The issue, as I understand it, is this: premodernism's creed regarding hermeneutics (of Scripture or any other text) is that there is one interpretation. Whereas postmodernism's creed is that there is one text, and many interpretations. The particular reader is isolated above the universal text. As far as our work in a Writing Center setting goes, the question is how our thinking should be, for instance, when a reader (a student) of a poem by, say, Robert Frost, has written in his/her paper an interpretation of the poem that probably has nothing to do with what Rober Frost meant when he wrote the poem.
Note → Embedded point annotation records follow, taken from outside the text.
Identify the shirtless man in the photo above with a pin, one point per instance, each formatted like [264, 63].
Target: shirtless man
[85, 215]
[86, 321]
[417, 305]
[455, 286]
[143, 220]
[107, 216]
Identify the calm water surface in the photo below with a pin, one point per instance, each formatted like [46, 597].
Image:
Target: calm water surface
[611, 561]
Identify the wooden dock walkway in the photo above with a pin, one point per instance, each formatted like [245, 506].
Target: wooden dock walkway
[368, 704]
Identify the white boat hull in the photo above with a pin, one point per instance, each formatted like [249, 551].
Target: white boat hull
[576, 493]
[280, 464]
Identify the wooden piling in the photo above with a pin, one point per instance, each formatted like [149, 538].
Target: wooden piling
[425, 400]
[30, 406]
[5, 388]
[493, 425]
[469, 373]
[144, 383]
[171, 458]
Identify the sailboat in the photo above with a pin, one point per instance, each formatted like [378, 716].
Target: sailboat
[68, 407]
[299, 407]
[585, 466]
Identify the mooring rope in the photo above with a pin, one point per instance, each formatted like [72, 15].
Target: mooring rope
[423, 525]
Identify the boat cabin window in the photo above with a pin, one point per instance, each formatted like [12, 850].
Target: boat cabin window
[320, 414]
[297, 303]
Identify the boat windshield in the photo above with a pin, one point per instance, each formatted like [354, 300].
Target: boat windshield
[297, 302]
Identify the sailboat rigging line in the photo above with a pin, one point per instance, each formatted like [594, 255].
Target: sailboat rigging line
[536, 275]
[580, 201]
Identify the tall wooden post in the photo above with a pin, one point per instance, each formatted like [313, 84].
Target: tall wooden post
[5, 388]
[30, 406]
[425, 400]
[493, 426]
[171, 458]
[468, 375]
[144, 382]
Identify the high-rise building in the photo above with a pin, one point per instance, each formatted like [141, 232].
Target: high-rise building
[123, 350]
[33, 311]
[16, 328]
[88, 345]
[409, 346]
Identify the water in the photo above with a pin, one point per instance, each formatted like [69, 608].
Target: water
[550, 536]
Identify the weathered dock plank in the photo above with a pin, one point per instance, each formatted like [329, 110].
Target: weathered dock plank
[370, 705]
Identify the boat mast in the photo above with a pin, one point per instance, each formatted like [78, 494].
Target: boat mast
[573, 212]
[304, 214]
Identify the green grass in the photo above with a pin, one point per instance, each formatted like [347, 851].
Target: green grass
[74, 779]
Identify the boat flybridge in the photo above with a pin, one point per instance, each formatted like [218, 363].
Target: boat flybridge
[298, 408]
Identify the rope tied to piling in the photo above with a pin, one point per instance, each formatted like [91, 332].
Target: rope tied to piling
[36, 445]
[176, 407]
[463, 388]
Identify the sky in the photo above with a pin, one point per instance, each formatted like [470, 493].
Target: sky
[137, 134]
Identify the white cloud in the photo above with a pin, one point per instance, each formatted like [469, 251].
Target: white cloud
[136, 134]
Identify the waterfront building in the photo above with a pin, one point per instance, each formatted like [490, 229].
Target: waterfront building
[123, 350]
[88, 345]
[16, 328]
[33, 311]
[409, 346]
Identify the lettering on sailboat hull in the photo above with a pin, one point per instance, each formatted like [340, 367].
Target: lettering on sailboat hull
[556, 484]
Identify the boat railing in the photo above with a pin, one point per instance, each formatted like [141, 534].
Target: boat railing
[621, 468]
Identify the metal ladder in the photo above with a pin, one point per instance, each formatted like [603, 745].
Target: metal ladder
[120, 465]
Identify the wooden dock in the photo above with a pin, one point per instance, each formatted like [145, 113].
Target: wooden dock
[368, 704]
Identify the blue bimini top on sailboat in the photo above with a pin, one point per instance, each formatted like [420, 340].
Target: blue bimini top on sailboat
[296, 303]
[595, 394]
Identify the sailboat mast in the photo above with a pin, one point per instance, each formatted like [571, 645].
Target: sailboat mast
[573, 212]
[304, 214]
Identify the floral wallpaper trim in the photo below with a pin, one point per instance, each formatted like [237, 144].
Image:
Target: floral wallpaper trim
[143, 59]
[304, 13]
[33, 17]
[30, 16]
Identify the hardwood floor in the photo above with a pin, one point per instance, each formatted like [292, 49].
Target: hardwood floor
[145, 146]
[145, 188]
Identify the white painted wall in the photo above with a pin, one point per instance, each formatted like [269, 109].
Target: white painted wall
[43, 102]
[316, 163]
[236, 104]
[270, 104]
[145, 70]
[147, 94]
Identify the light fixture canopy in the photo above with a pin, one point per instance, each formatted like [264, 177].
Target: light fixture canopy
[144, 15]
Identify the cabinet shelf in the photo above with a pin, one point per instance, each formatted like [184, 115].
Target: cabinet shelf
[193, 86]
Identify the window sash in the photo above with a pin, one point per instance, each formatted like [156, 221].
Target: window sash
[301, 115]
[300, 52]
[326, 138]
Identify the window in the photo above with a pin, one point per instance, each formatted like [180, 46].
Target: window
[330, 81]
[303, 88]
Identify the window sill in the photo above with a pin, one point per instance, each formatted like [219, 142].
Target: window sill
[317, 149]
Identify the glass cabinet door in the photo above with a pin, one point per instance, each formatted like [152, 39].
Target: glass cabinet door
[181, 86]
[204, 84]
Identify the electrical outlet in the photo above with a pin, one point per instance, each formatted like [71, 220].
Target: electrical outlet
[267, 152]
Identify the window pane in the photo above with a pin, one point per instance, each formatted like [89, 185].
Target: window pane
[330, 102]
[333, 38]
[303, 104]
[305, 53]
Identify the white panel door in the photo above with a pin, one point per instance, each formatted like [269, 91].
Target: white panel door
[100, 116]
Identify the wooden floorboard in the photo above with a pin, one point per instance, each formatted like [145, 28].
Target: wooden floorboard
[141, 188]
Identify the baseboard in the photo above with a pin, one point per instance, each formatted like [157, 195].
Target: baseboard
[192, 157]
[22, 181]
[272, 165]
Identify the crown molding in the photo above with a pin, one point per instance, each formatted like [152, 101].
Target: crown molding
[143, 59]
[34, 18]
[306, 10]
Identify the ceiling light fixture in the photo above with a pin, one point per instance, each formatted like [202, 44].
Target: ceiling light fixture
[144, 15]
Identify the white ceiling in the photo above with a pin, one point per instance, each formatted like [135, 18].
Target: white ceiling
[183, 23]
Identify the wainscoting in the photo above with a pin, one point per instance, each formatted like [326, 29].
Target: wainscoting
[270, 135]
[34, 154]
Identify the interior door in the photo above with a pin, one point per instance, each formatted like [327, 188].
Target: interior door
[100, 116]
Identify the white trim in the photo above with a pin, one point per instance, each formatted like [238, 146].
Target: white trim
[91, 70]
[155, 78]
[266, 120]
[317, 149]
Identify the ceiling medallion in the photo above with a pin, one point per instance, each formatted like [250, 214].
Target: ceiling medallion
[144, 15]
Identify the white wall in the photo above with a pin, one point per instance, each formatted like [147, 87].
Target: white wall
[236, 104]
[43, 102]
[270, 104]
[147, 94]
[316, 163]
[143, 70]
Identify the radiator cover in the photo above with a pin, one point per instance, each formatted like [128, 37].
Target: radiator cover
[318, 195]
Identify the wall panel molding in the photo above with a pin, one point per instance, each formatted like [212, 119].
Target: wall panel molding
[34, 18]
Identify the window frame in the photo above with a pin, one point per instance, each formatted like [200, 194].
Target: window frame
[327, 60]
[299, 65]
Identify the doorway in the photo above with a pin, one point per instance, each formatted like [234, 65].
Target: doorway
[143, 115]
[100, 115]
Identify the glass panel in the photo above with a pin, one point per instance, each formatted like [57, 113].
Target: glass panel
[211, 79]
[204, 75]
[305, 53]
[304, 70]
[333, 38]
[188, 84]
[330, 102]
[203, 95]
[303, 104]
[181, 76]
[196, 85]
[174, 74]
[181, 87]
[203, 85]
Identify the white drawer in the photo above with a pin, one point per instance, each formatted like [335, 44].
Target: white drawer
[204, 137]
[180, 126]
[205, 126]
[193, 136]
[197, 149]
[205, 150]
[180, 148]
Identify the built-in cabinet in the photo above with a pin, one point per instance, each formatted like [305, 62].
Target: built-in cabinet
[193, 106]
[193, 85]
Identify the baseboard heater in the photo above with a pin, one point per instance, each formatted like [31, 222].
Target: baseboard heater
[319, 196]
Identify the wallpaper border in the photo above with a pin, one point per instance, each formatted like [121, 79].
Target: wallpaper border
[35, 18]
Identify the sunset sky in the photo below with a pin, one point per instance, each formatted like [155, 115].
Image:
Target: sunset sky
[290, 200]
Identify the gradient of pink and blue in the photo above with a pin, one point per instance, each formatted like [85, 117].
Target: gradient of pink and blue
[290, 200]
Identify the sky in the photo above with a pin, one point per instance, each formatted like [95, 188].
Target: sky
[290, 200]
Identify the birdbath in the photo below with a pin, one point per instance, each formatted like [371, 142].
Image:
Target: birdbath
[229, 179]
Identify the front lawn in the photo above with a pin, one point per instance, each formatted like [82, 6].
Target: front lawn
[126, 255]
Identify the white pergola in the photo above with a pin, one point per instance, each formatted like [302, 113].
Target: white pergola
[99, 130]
In other words, is the author's intention more important or is what the reader gets out of it more important? When I think about my most distinctly premodern professor, who says that there is "one interpretation, many applications," and my most distinctly postmodern professor, who says that logical limits must be placed on the interpretation (EG, "Alice in Wonderland" will never be a manual for constructing spaceships), it seems to me that the problem is smaller than it looks. If the student's interpretation of Robert Frost is an absurd one when compared to the author's intention when writing the poem, I will try to explain the correct meaning of the poem. If the interpretation is certainly not what Robert Frost intended but is not in contradiction with the his intention either, I would consider the student's insight to be a legitimate application of the poem and may or may not suggest to them that it is such rather than an interpretation. The bottom line is, my proposed compromise/alloy of premodern and postmodern text theory is that the most important thing is the application any reader gets from the author's intention, that is: the many applications the various readers will get from the single correct interpretation.